La coscrizione militare

Napoleone aveva un bisogno enorme di soldati, avendo fatto della guerra la sua politica prevalente in Europa. Gli organici militari erano in continua crescita e alla loro copertura non bastavano più i giovani cittadini francesi. Il ricorso a quelli dei territori sottomessi fu la scelta naturale, imposta con estrema disinvoltura.

Il meccanismo del reclutamento funzionava sulla base di ferree regole matematiche: si stabiliva quanti coscritti doveva fornire l'Italia, il totale veniva diviso tra i Dipartimenti in base al loro “animato”, ossia alla popolazione, e questa operazione si ripeteva all'interno dei vari Dipartimenti per fissare i coscritti di ogni cantone.
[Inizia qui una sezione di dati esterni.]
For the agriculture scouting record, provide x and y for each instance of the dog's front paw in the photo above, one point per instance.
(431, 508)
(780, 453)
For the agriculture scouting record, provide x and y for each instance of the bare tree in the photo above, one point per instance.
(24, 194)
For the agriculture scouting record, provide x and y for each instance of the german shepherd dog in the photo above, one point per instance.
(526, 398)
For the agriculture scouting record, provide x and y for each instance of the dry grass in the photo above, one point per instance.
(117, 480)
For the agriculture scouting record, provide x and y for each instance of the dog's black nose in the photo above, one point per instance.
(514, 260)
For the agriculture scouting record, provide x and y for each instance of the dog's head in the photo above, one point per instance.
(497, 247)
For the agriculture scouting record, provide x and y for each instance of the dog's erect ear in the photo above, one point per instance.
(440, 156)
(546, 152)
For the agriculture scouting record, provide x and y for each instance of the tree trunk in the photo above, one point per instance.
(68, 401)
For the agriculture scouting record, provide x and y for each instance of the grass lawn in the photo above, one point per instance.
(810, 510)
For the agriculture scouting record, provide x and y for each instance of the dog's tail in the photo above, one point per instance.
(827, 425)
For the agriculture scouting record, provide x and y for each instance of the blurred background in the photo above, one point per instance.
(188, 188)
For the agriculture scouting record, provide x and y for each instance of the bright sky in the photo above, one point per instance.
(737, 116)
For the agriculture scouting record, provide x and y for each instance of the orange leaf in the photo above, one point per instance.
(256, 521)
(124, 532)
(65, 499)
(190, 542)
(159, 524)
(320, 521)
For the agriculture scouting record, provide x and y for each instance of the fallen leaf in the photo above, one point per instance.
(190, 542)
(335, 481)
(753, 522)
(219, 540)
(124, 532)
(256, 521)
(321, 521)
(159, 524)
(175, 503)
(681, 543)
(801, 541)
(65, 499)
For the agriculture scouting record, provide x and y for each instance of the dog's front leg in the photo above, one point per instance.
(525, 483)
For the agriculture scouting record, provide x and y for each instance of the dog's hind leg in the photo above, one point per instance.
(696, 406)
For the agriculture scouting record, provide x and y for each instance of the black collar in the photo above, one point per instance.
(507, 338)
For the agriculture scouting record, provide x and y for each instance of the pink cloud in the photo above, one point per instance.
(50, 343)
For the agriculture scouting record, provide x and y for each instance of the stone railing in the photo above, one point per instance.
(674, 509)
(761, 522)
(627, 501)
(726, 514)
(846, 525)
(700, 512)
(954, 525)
In genere il numero era modesto e i nominativi si estraevano a sorte da una palla di vetro entro cui erano state inserite le generalità dei giovani del cantone atti alle armi, alla presenza di una Commissione che veniva da Perugia.

Nel marzo del 1812 ci fu una coscrizione per la quale il cantone di Fratta doveva fornire un contingente di quattro reclute. La Commissione che arrivò da Perugia era formata da tre persone, quattro con l'addetto ai mezzi di trasporto, ossia alle cavalcature. Alloggiarono per due giorni nella locanda di Pietro Romitelli (11).

Vennero estratti i nominativi delle quattro reclute, cioè dei “fortunati” che dovevano combattere per Napoleone. A costoro, qualche giorno dopo, arrivava la lettera di chiamata in cui si invitavano a presentarsi a Spoleto. La lettera aveva il seguente contenuto:


È ordinato a Pietro, figlio di Paolo Rondini Coscritto della classe del 1812, domiciliato nella Cura del Sacro Eremo di Monte Corona, Comunità di Perugia destinato in seguito all'estrazione per formare il Contingente assegnato a questo cantone, di rendersi a Spoleto il giorno 16 aprile corrente, da dove egli sarà diretto subito al Reggimento, al quale lo destinerà il Consiglio di reclutamento.

Il suddetto coscritto non può Per verun motivo dispensarsi di rendersi a Spoleto il giorno sopra indicato.

Resta prevenuto che se mancherà di ubbidire al presente ordine verrà dichiarato ritardatario, e a questo titolo verranno mandati quattro soldati in sua casa e in quella dei suoi genitori i quali saranno mantenuti a di loro spese per lo spazio di un mese e pagati a ragione di due franchi al giorno per ogni soldato.

Il coscritto sarà arrestato ed allora non sarà più ammesso a servire liberamente nell'armata; ma sarà tradotto al deposito di Civitavecchia per essere trasportato in Corsica ed arruolato nel reggimento del Mediterraneo.

Se passato il mese il coscritto ritardatario non sarà arrestato, verrà dichiarato refrattario e condannato ad una multa di 1.500 franchi unitamente ai di lui genitori, come civilmente responsabili. Il coscritto verrà quindi perseguitato, arrestato e tradotto a Civitavecchia per essere arruolato nel reggimento del Mediterraneo in Corsica (12).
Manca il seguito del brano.